The swifts have arrived! Saw 5 on this Wednesday 9 May.

These are enigmatic birds – they spend all their lives in the air, only landing to nest – hence their generic name, apous, ‘without feet’. They even mate on the wing. They feed on insects, particularly spiders that float up on warm air, and bathe by flying slowly through rain. The daily average distance a swift covers is 500 miles, and the top speed recorded is 69.3 mph, with only a diving peregrine faster. Each bird weighs only 40g. The age of the oldest ringed swift is 21 years; the average UK life span is 5.5 years.
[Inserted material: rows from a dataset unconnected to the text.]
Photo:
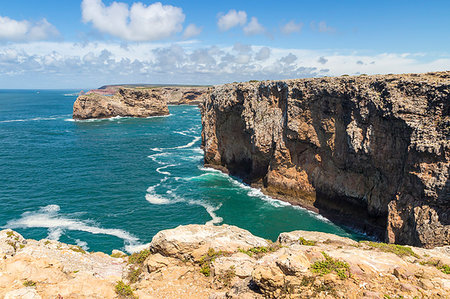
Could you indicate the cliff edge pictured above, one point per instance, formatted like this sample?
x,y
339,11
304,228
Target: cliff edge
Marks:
x,y
110,101
370,150
205,261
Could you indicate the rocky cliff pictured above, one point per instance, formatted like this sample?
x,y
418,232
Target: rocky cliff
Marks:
x,y
201,261
370,150
113,101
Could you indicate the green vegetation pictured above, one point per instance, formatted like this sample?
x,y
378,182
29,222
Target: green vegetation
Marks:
x,y
394,248
77,249
439,265
137,260
208,258
329,265
133,275
29,283
124,290
306,242
139,257
118,255
261,250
They are not flourishing though – the rate of decline over the last 20 years is 47%. The most significant factor in that decline is the destruction of nesting sites. Swifts are nest-site faithful, so it’s devastating when the sites they return to are destroyed, or the holes blocked up, or … the church is covered in scaffolding. I really hope the scaffolding comes down soon on Fotheringay tower – because I bet that’s a great place for the swifts to nest.

I love them – wheeling and screaming above, scything through the air.

We’ll put boxes up at St Michael’s Workington, in hope for swifts. All churches should.

Oundle deserves a mention – though we didn’t stop. The church tower seemed to be there, wherever we looked, as we swung around bends in the river.